Abstract
Introduction
Tuberculosis is a chronic bacterial infection caused by the Mycobacterium tuberculosis. Extrapulmonary tuberculosis (EPTB) accounts for about 20% of cases in immunocompetent patients and 50% of cases in HIV-positive individuals (7). Except for the cervical lymph nodes location, head and neck tuberculosis is rare.
Clinical presentation
A 32-year-old man presented with chronic and progressive sore throat and dysphagia lasting for 4 months. The clinical examination revealed a lesion in the left piriform sinus confirmed by CT. a biopsy was performed and the histological results showed a chronic and granulomatous inflammatory process composed of epithelioid and giganto-cellular follicles centered by large areas of caseous necrosis, concluding tuberculosis of the pyriform sinus.
Discussion
Primary tuberculosis of the hypopharynx is very rare. In most cases, is revealed by odynophagia, dysphagia, but it can also mimic the signs of a malignant tumor, hence, the difficulty in diagnosing this localization. Few articles have been reporting cases of hypopharyngeal tuberculosis, in these articles, the main symptom was dysphagia, as was the case with our patient. Given the rarity of hypopharyngeal tuberculosis, several differential diagnoses are to consider: squamous cell carcinoma, which is has a similar clinical manifestation to tuberculosis. There is also, rarely, oropharyngeal lymphoma, minor salivary gland tumors, neurogenic tumors, and Wegener's disease. The Diagnosis of EPT is established when Mycobacterium tuberculosis bacillus is isolated and the epithelioid and giganto-cellular follicles centered by large areas of caseous necrosis is found in the histopathological examination of the endoscopic biopsy specimen. The Treatment is medical, by Anti bacillar chemotherapy, however the period is longer the pulmonary tuberculosis, it extends from of six to twelve months.
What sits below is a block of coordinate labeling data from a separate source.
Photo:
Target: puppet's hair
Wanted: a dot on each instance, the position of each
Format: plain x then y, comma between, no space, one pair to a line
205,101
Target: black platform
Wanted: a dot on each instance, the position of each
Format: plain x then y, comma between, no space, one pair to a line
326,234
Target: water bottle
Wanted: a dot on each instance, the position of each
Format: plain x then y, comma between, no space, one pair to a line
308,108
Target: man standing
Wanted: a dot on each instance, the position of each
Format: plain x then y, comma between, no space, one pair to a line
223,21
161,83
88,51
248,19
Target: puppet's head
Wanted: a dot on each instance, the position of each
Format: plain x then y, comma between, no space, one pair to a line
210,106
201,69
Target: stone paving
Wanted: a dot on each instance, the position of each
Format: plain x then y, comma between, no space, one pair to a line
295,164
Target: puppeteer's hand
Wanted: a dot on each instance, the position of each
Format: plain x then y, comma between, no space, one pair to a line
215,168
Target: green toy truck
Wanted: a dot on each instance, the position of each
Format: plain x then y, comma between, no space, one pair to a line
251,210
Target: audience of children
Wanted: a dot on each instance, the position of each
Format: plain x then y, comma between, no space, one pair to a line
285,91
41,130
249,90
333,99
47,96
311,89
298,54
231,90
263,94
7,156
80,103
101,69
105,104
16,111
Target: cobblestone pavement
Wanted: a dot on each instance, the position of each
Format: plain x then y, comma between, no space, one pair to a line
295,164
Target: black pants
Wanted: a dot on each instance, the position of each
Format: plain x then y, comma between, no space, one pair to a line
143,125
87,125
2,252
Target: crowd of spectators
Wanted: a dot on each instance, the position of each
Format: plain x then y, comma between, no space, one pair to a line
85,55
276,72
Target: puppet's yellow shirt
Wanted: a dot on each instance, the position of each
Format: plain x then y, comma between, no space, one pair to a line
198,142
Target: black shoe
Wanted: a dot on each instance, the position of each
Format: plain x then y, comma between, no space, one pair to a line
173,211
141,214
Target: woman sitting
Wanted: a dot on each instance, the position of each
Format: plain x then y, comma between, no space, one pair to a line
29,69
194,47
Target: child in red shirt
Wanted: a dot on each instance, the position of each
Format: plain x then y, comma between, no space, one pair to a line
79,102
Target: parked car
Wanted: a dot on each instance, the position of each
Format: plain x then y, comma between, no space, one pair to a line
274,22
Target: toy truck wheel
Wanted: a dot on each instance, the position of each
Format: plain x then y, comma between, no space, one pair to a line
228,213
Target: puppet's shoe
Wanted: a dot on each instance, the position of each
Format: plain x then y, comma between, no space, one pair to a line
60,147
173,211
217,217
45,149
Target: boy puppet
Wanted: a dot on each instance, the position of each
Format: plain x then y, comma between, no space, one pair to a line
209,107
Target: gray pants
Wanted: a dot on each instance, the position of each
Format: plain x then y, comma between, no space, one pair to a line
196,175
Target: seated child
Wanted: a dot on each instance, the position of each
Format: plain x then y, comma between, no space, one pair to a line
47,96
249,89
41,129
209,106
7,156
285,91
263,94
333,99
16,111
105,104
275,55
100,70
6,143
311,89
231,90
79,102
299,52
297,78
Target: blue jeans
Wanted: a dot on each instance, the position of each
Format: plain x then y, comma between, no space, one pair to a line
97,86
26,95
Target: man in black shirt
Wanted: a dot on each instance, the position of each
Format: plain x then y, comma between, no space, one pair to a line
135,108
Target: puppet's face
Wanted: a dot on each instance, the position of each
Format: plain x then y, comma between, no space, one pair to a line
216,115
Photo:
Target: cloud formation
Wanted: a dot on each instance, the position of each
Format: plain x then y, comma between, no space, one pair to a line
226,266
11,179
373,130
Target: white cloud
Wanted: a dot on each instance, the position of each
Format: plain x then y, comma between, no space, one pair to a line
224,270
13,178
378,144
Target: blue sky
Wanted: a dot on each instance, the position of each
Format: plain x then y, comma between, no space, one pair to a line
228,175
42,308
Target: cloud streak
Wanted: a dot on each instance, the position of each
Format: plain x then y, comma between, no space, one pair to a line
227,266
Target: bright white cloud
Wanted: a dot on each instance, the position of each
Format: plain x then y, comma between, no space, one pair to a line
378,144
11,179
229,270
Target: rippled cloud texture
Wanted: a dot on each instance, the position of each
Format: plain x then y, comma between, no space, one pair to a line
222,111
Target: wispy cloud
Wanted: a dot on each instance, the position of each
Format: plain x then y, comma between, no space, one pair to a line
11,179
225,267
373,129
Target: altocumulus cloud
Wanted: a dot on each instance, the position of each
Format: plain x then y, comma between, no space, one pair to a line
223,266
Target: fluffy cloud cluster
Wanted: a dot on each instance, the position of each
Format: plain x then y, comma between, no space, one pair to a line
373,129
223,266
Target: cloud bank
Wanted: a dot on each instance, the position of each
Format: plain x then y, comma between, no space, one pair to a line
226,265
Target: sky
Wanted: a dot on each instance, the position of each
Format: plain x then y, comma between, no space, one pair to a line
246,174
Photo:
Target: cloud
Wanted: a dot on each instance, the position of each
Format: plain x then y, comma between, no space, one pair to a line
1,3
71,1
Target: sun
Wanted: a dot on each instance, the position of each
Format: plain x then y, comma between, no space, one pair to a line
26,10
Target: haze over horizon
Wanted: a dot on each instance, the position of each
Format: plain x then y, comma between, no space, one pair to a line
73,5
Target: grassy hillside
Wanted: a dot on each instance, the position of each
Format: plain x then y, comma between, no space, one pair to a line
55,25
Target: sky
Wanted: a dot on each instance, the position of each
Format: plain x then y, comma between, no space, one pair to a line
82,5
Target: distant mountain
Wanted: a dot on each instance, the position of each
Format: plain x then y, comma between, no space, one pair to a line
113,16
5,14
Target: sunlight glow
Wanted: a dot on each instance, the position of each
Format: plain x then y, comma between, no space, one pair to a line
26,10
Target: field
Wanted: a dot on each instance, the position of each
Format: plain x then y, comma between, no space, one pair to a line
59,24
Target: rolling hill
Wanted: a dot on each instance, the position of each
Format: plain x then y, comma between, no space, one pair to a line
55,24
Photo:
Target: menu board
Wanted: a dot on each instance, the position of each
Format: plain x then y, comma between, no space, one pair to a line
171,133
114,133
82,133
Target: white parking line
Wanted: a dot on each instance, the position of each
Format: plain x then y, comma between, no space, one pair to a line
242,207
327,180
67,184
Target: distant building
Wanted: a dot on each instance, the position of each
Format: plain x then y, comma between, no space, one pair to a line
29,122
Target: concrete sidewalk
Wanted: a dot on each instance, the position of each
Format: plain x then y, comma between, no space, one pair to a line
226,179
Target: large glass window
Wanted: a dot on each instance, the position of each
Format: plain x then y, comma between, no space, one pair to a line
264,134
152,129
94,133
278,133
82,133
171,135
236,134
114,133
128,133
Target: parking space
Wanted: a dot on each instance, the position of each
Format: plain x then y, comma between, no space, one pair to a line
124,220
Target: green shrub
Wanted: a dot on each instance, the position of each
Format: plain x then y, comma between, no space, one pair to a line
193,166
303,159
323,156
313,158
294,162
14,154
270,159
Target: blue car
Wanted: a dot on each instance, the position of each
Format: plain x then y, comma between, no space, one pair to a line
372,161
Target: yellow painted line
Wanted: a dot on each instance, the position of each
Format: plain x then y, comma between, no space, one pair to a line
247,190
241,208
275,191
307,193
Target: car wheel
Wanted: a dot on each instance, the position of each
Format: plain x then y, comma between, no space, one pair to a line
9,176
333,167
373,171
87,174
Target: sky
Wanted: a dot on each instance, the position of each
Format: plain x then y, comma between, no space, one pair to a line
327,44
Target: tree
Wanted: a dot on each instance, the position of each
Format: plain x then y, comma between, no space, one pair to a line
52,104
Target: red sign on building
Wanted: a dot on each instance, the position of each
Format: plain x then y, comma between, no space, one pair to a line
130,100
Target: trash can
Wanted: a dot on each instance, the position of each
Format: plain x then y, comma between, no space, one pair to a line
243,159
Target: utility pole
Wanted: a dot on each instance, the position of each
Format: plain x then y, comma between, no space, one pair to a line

Through this study, the main lesseons and are that Malignant lesion is always to rule out when a suspicious lesion of the hypopharynx is found, we also come to conclude that the ndoscopic and clinical aspect between tumoral and tuberculosis of the hypopharynx are very similar The diagnosis is confirmed with biopsy of the lesion.
Conclusion
primary tuberculosis of the pyriform sinus is very rare. it's mandatory to rule out malignant pharyngeal lesions and consider hypo-pharyngeal tuberculosis as one of the differential diagnoses in lesions especially in the countries where tuberculosis is endemic.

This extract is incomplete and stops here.